宇都宮家庭裁判所 昭和34年(家イ)173号 審判 1959年8月10日
本籍 朝鮮黄海道 住所 栃木県
橋本キミこと 申立人 全キミ(仮名)
本籍 朝鮮黄海道 住所 栃木県
橋本忠一こと 相手方 全順生(仮名)
主文
相手方が昭和一八年一二月○○日朝鮮黄海道瑞興郡○○面長受付にかかる認知届出により申立人を自己の子であるとしてなした認知は無効であることを確認する。
理由
申立人は主文同旨の調停並びに審判を求める旨申立て、その事由の要旨は申立人の母橋本ノブこと全ノブは相手方と婚姻前昭和七年八月頃栃木県下都賀郡○○町大字○○八〇四番地相川好正と懇意となり情交関係を結ぶようになつたが同人の父母に反対され結婚するに至らなかつたものであるが、昭和八年四月○日(戸籍には昭和九年一月○○日生と記載されているがそれは届出の誤である)申立人を出生した。
これより先昭和八年一月頃申立人の母ノブは相川好正との関係をたち、その後昭和一〇年四月頃申立人を連れ子として相手方の許に嫁ぎ、昭和一八年九月○○日法律上の婚姻届出をした。
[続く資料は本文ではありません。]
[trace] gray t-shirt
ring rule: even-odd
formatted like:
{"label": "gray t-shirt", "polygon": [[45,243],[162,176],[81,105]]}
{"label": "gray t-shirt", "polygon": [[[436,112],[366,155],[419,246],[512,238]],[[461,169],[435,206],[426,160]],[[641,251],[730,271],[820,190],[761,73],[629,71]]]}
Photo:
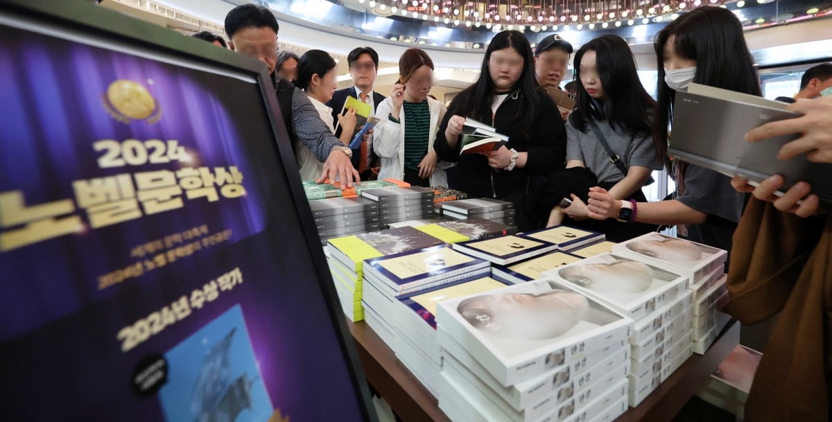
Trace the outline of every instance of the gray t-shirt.
{"label": "gray t-shirt", "polygon": [[[633,138],[617,127],[613,130],[606,121],[597,122],[612,152],[618,155],[624,167],[631,165],[647,167],[655,170],[662,169],[661,159],[656,157],[653,139],[650,135]],[[572,122],[567,122],[567,161],[580,159],[585,166],[598,176],[598,183],[616,183],[624,179],[624,174],[610,161],[610,155],[595,135],[590,124],[587,132],[578,130]]]}

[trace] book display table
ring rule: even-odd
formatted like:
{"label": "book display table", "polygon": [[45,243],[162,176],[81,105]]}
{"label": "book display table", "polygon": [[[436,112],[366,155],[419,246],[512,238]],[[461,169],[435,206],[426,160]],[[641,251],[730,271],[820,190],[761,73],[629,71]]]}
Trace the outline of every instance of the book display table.
{"label": "book display table", "polygon": [[[438,400],[396,358],[364,321],[347,321],[355,340],[364,375],[404,422],[449,422]],[[669,421],[705,384],[740,341],[740,325],[731,321],[704,355],[693,355],[637,407],[617,422]]]}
そのようなことから相手方は申立人を事実上親子関係がないのに恰も実子の如く装い、昭和一八年一二月○○日朝鮮黄海道瑞興郡○○面長に対し申立人を自己の子として認知する旨の届出をなし同日受付られたため申立人は母ノブの婚姻前の戸籍から父である相手方の戸籍に入籍された。
しかし相手方の申立人に対する認知は真実の親子関係が存在しない無効のものであるから主文同旨の調停及び審判を求めるというにある。
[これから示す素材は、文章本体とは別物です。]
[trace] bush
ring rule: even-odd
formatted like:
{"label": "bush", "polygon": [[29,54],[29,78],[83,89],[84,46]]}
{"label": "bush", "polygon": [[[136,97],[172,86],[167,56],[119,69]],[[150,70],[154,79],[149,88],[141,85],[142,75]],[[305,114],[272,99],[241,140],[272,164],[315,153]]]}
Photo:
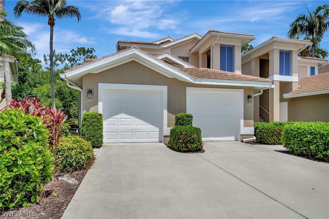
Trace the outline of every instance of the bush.
{"label": "bush", "polygon": [[49,132],[41,118],[22,109],[0,113],[0,208],[31,205],[52,178]]}
{"label": "bush", "polygon": [[89,141],[93,148],[103,144],[103,115],[96,112],[85,113],[81,121],[81,137]]}
{"label": "bush", "polygon": [[284,126],[282,142],[294,154],[329,161],[329,123],[290,123]]}
{"label": "bush", "polygon": [[178,125],[170,130],[169,147],[181,152],[203,149],[201,130],[191,125]]}
{"label": "bush", "polygon": [[179,113],[175,117],[175,125],[192,125],[193,116],[189,113]]}
{"label": "bush", "polygon": [[281,144],[283,127],[290,122],[254,122],[255,137],[258,143]]}
{"label": "bush", "polygon": [[88,167],[94,158],[94,150],[89,141],[79,136],[61,138],[55,155],[59,162],[56,163],[57,172],[71,172]]}

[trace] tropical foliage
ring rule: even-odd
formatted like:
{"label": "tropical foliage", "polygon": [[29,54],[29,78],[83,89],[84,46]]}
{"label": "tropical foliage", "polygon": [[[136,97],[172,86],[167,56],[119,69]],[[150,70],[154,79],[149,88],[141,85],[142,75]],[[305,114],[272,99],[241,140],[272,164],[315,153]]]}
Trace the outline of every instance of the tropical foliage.
{"label": "tropical foliage", "polygon": [[[310,49],[304,52],[304,55],[324,58],[323,54],[327,55],[328,51],[320,48],[319,44],[324,33],[329,28],[329,5],[318,6],[312,12],[309,11],[307,7],[306,9],[308,14],[300,14],[290,24],[288,37],[310,40],[313,44]],[[306,51],[307,52],[305,53]]]}
{"label": "tropical foliage", "polygon": [[51,105],[56,108],[55,102],[54,80],[53,69],[53,27],[55,25],[55,17],[62,19],[64,17],[76,17],[79,22],[81,15],[78,8],[66,6],[66,0],[34,0],[31,2],[26,1],[18,2],[14,8],[14,14],[20,17],[23,12],[27,14],[34,14],[48,17],[48,25],[50,27],[50,67],[51,87]]}

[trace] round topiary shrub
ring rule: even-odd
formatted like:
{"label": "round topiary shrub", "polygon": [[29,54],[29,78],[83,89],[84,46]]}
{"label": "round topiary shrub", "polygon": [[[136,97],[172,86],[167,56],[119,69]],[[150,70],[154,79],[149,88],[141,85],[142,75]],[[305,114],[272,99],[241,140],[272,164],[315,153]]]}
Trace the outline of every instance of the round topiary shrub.
{"label": "round topiary shrub", "polygon": [[94,150],[89,141],[71,135],[61,138],[55,155],[58,172],[71,172],[87,167],[94,158]]}
{"label": "round topiary shrub", "polygon": [[0,208],[41,199],[44,184],[53,176],[48,136],[39,117],[21,108],[0,113]]}
{"label": "round topiary shrub", "polygon": [[89,141],[93,148],[100,148],[103,144],[103,115],[96,112],[82,115],[81,137]]}
{"label": "round topiary shrub", "polygon": [[170,130],[169,147],[181,152],[202,150],[201,130],[191,125],[178,125]]}

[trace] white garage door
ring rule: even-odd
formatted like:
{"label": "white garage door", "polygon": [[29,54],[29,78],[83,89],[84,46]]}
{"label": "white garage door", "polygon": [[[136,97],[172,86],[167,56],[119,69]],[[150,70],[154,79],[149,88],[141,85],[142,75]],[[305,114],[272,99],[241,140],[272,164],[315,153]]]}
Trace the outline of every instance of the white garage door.
{"label": "white garage door", "polygon": [[104,143],[159,142],[161,91],[104,88],[102,96]]}
{"label": "white garage door", "polygon": [[187,112],[193,116],[193,126],[201,129],[203,140],[240,138],[243,92],[241,89],[187,88]]}

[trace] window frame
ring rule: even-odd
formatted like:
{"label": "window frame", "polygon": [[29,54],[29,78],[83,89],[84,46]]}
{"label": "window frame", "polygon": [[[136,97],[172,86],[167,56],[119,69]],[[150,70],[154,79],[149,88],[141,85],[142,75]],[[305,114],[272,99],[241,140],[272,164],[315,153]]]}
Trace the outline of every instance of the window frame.
{"label": "window frame", "polygon": [[[222,49],[225,49],[225,61],[223,62],[223,61],[224,60],[222,56]],[[231,49],[232,50],[232,57],[230,60],[229,60],[228,57],[228,48]],[[229,72],[234,72],[234,46],[230,46],[228,45],[221,45],[220,47],[220,69],[222,71],[229,71]],[[232,64],[231,66],[230,65],[229,66],[229,61],[231,61]],[[225,63],[225,64],[224,64]],[[224,66],[225,65],[225,66]]]}
{"label": "window frame", "polygon": [[[314,70],[314,74],[313,75],[312,75],[312,69]],[[309,76],[313,76],[315,75],[315,66],[309,66]]]}
{"label": "window frame", "polygon": [[[283,54],[282,57],[281,57],[281,54]],[[286,54],[289,54],[289,66],[286,66],[287,62]],[[281,58],[283,59],[283,62],[281,62]],[[286,50],[280,50],[279,59],[279,75],[281,76],[291,76],[291,52],[290,51]],[[282,65],[282,66],[281,65]],[[288,74],[286,72],[287,70],[287,67],[289,69]]]}

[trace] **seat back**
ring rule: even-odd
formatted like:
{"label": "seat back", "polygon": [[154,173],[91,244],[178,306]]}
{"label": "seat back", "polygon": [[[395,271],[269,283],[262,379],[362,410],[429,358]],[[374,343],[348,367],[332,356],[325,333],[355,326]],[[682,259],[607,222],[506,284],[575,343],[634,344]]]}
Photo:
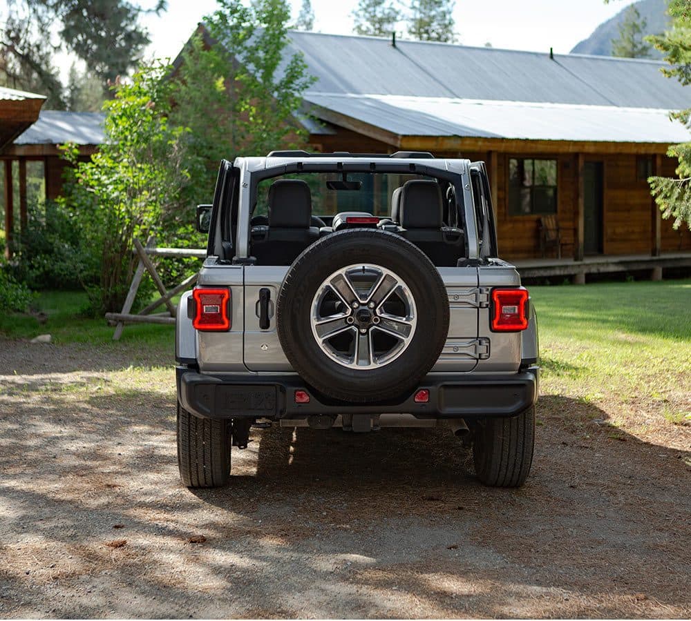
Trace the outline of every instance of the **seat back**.
{"label": "seat back", "polygon": [[455,266],[464,250],[463,232],[444,226],[439,185],[433,181],[413,179],[406,181],[400,190],[397,213],[400,234],[415,244],[435,266]]}
{"label": "seat back", "polygon": [[253,226],[252,255],[259,265],[290,265],[319,238],[312,226],[310,186],[299,179],[281,179],[269,188],[268,225]]}

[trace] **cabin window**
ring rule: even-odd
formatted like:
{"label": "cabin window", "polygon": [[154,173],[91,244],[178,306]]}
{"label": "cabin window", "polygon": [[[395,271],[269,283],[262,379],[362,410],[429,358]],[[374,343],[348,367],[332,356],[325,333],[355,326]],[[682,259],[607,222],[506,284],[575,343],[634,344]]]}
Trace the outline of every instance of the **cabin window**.
{"label": "cabin window", "polygon": [[509,160],[509,213],[557,213],[556,159]]}
{"label": "cabin window", "polygon": [[636,158],[636,179],[647,181],[652,177],[652,158],[648,155],[639,155]]}

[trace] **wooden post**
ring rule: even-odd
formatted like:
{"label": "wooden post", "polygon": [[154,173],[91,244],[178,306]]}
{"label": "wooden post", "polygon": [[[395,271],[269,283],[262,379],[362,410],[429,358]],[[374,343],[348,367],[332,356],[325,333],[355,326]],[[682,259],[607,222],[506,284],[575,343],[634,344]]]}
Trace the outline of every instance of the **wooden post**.
{"label": "wooden post", "polygon": [[[153,248],[155,241],[155,237],[151,235],[146,240],[146,247]],[[128,315],[130,310],[132,310],[132,304],[134,304],[134,299],[137,296],[137,290],[139,288],[139,285],[142,282],[142,277],[144,275],[145,269],[142,259],[140,259],[137,270],[134,273],[134,278],[132,279],[132,284],[130,285],[130,290],[127,292],[127,297],[125,298],[125,303],[122,305],[122,311],[120,313],[120,315]],[[113,335],[113,341],[120,340],[120,337],[122,335],[122,328],[124,328],[124,323],[122,321],[117,322],[117,325],[115,326],[115,331]]]}
{"label": "wooden post", "polygon": [[5,160],[5,257],[12,257],[15,229],[15,197],[12,186],[12,160]]}
{"label": "wooden post", "polygon": [[[659,177],[662,175],[662,155],[655,156],[655,164],[653,174]],[[650,254],[653,257],[659,257],[662,253],[662,213],[654,199],[651,199],[652,204],[652,244]],[[660,275],[662,279],[662,275]]]}
{"label": "wooden post", "polygon": [[[151,259],[146,256],[146,253],[144,252],[144,246],[142,246],[142,242],[139,239],[134,240],[134,247],[137,249],[137,254],[139,255],[139,259],[144,264],[144,266],[149,271],[149,273],[151,275],[151,278],[153,280],[154,284],[156,286],[156,288],[158,289],[158,293],[165,298],[166,294],[168,293],[166,290],[166,288],[163,284],[160,277],[158,275],[158,273],[156,271],[155,267],[154,267],[153,264],[151,263]],[[176,308],[173,305],[173,303],[169,299],[165,300],[166,306],[167,306],[168,310],[170,311],[171,317],[175,317],[176,315]]]}
{"label": "wooden post", "polygon": [[494,222],[497,228],[499,221],[497,212],[499,210],[499,156],[496,151],[490,151],[489,155],[489,188],[492,195],[492,210],[494,211]]}
{"label": "wooden post", "polygon": [[583,186],[583,169],[585,158],[583,153],[576,157],[576,244],[574,258],[583,261],[585,254],[585,190]]}
{"label": "wooden post", "polygon": [[19,226],[21,233],[26,232],[28,215],[26,213],[26,160],[19,160]]}

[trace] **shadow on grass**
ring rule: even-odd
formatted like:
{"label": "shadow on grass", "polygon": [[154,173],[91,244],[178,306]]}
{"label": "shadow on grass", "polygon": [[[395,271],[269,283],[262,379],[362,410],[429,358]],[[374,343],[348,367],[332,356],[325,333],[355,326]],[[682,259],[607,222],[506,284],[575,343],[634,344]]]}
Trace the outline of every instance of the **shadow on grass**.
{"label": "shadow on grass", "polygon": [[[3,615],[688,609],[680,452],[611,439],[592,404],[540,400],[533,472],[520,490],[480,485],[446,429],[274,426],[234,451],[227,488],[190,492],[178,477],[172,400],[77,384],[44,399],[39,388],[0,396]],[[205,543],[189,543],[196,533]],[[106,546],[115,539],[127,544]]]}

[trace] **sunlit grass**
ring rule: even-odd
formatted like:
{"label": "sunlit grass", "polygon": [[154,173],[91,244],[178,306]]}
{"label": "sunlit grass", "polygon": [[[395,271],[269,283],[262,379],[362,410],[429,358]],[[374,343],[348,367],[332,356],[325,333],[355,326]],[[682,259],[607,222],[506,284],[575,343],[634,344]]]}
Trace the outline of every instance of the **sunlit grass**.
{"label": "sunlit grass", "polygon": [[529,288],[543,395],[596,405],[611,419],[667,412],[683,424],[691,409],[691,282]]}
{"label": "sunlit grass", "polygon": [[[41,323],[35,313],[11,313],[0,316],[0,335],[8,338],[32,339],[39,334],[50,334],[56,343],[111,343],[114,328],[103,317],[90,317],[83,314],[86,306],[86,294],[81,291],[44,291],[34,302],[37,311],[47,315]],[[125,326],[120,338],[124,344],[138,344],[142,347],[174,348],[172,326],[140,324]],[[135,348],[136,349],[136,348]],[[146,359],[146,350],[133,351],[133,362]],[[144,357],[138,355],[144,355]]]}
本件につき昭和三四年七月九日開かれた当裁判所の調停委員会の調停において当事者間に合意が成立し、相手方が昭和一八年一二月○○日申立人を自己の子であるとしてなした認知は申立人と相手方との間に真実の親子関係が存在しないので無効であることにつき当事者間に争がないので、当裁判所は関係者の戸籍謄抄本を始め当事者雙方の審問及び証人橋本ノブこと全ノブ同相川好正の尋問をなす等必要な事実の調査をなした結果、本件の事実関係は申立人の上記主張のとおりであることが認められる。
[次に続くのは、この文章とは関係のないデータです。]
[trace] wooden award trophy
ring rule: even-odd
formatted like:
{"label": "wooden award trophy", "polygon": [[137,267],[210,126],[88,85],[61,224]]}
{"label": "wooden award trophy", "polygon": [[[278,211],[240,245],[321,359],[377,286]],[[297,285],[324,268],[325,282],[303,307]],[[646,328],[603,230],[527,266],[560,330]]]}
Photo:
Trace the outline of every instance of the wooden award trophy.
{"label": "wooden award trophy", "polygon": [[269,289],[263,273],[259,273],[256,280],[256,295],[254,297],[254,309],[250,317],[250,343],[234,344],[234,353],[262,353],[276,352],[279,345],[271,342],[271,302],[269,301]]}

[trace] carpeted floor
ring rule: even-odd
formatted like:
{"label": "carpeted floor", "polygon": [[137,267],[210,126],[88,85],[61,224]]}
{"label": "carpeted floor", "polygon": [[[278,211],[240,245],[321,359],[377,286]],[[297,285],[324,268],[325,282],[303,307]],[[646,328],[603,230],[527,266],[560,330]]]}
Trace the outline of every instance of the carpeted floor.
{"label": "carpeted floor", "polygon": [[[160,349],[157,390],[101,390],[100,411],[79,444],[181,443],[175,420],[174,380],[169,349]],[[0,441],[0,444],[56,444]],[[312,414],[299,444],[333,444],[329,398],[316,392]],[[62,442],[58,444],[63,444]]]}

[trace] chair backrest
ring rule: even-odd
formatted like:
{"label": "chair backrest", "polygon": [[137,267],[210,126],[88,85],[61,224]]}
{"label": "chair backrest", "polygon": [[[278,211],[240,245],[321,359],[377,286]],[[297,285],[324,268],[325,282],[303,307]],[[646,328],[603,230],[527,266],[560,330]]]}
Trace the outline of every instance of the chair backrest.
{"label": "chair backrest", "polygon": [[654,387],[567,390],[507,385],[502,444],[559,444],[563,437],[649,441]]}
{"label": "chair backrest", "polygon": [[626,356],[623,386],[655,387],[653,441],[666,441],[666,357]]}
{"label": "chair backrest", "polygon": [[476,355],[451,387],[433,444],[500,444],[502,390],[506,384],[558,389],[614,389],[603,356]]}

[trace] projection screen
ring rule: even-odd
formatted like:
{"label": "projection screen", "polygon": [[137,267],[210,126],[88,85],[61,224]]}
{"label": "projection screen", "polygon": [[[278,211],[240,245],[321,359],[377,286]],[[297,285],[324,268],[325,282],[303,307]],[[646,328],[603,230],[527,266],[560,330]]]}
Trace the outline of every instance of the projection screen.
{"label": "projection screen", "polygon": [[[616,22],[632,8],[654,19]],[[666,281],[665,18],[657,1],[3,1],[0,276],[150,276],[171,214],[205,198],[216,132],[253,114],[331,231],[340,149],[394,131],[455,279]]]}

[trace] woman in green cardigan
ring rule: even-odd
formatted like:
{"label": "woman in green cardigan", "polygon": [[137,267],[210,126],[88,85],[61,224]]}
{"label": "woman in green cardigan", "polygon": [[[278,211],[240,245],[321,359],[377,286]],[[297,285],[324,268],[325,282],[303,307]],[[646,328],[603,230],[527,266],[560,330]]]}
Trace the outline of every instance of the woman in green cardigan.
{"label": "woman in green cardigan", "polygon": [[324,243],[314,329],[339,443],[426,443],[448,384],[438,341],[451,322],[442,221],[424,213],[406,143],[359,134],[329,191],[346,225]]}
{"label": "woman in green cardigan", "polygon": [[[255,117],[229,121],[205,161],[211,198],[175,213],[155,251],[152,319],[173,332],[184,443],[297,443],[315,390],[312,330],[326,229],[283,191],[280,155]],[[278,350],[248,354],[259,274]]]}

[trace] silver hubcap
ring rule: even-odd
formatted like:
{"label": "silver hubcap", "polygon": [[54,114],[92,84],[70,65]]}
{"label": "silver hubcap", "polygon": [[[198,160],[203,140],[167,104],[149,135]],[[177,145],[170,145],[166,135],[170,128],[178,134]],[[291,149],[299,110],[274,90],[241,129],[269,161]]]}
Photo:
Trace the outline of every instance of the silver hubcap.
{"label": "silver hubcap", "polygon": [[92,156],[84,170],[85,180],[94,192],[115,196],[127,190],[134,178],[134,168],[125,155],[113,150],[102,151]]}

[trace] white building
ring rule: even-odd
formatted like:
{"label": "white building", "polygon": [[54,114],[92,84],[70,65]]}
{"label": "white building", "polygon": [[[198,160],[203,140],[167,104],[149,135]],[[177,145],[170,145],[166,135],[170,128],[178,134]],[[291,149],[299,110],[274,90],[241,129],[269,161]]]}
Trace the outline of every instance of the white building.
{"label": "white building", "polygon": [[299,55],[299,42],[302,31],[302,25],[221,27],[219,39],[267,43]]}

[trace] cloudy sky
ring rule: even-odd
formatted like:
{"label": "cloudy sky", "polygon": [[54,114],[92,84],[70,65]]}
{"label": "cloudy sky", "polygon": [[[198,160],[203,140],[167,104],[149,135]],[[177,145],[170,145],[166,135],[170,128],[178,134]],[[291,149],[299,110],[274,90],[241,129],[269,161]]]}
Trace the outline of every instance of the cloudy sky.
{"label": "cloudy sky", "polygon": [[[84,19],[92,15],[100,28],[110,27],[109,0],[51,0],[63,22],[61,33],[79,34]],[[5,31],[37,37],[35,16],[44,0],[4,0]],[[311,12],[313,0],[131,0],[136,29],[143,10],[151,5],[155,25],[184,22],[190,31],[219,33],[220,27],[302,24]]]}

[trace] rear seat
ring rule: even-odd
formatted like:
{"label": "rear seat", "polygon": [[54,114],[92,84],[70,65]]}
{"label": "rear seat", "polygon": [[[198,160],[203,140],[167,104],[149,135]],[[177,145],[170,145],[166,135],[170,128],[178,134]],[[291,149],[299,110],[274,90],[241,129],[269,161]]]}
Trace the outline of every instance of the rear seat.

而して申立人(形式上)と相手方及び母ノブは北朝鮮人であるところ法例第一八条によれば、認知の要件は子については認知の当時子の属する国の法律によるべきものとされているから申立人については日本民法によるべきであるが同法において、認知の当事者間に親子関係の存在すべきことは認知の最大要件というべくこれをかく認知はいかに形式上認知の外形を備えて居つても実質上無効であることは明瞭であり又父母については認知の当時父又は母の属する国の法律により定めるべきであり、認知の効力は父又は母の本国法即北朝鮮の法建に依るべきものとせられているが(尤も母ノブと相手方とは昭和三〇年八月○○日栃木県下都賀郡○○町役場に離婚の届出をなしこれが受理されているが両人が認知当時は勿論現在も北朝鮮人であることにかわりはない)北朝鮮の法律は現在当裁判所においてもこれをつまびらかにすることができない。従つてこのような場合には条理によつてこれを判断すべきものである。よつて条理に基いてこれを検討するに認知については当事者間に真実の親子関係の存在することが最も重要な要件であることは事柄の性質上当然であり、これを欠く認知が無効であることは何人にも明瞭な道理であるといわなければならない。
よつて申立人が親子関係のない相手方より自己の子としてなされた本件認知の無効であることは条理上も当然であり日本の法律も是認する処であるからその確認を求める本申立は正当として認容さるべき理由があるので調停委員会の調停において当事者間に成立した合意に相当する審判をなすを相当と認め、家事審判法第二三条法例第一八条に則り主文のとおり審判をする。